In December, Ireland signed into law the Online Safety and Media Regulation Act of 2022, which obliged online services to regulate specific harmful or illegal content. The law established a Media Commission to audit and investigate compliance with the new content moderation regulation and, in extreme cases, hold individual executives at online services criminally liable for continued noncompliance. UK policymakers have confirmed the addition of a similar provision to their Online Safety Bill to hold senior tech employees criminally liable if they fail to protect children on their user-to-user and search services.

But the UK’s Online Safety Bill’s provision is very different from its Irish counterpart. The provision in Ireland’s law treats criminal liability as a last-resort punishment for online services. If services remain noncompliant after being issued notices by the Media Commission, then employees of online services can be held liable for offenses under the law. In contrast, the provision in the UK proposal treats criminal liability for tech executives as an early weapon in its arsenal to punish online services for failing to comply with a child-safety duty. Criminal liability could come after a single instance of noncompliance with child-safety duties in the Online Safety Bill.
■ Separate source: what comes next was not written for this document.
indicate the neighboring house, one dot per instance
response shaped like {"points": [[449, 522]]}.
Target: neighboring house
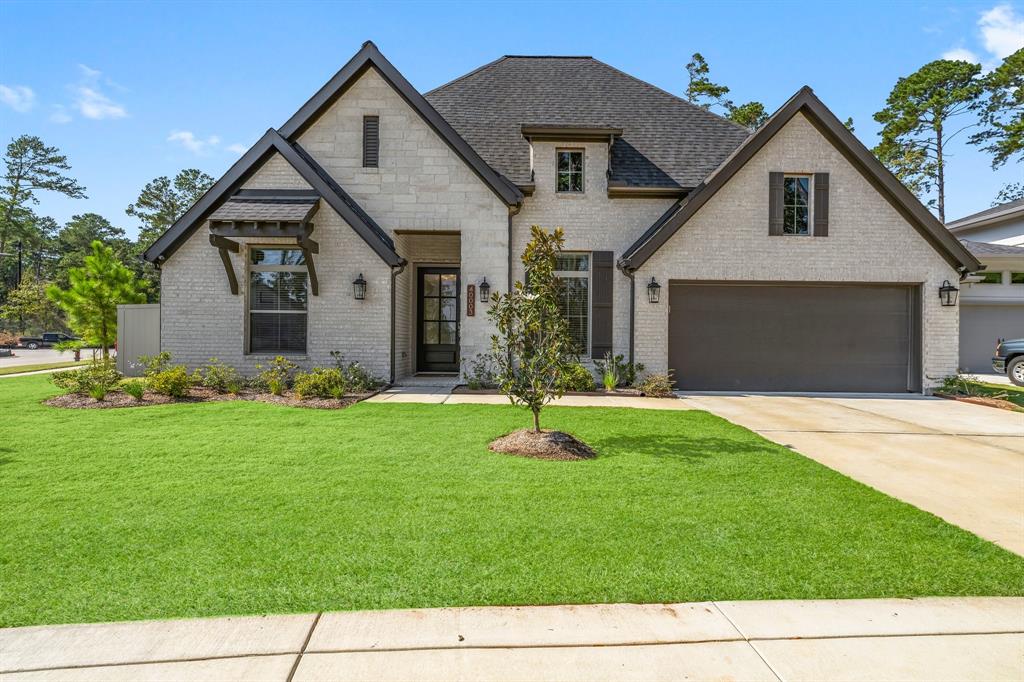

This difference will have important consequences. By threatening criminal liability immediately for noncompliance, the UK encourages online services to excessively remove content that services must moderate under the child-safety duties but is legal to show adult users. Over-removal on this scale will take many types of content adults want to see online, offline. Over-removal could leave UK users with a sanitized version of online services that always moderate anything that could be considered child-unfriendly under the Online Safety Bill. 

The provision in Ireland’s law mitigates many—but not all—of the over-moderation concerns facing the UK proposal by not threatening jail time immediately for every failure to comply with the Irish law’s regulations and instead holding employees liable for continued failure to comply after Media Commission orders. It is unlikely online services will over-remove in Ireland at the scale they will in the UK because there are options to fix any moderation missteps before employees can even be held liable and risk going to jail.

Moreover, Ireland only signed the Online Safety and Media Regulation Act into law in December, so any actual consequences of the law are yet to be seen. Because companies are likely still figuring out their reactions and responsibilities under the new Irish law, UK policymakers cannot begin to predict if criminal liability is a successful strategy to force content moderation regulations on online services.

The UK’s Online Safety Bill has other mechanisms to enforce its proposed regulations and duties for online services, such as imposing penalties and restriction orders. Adding broad criminal liability for senior tech managers to the regulation does not achieve policymakers’ goals of protecting free expression and promoting online safety. For this reason, policymakers should nix these provisions from the Online Safety Bill before it further hurts the online landscape for user-generated content.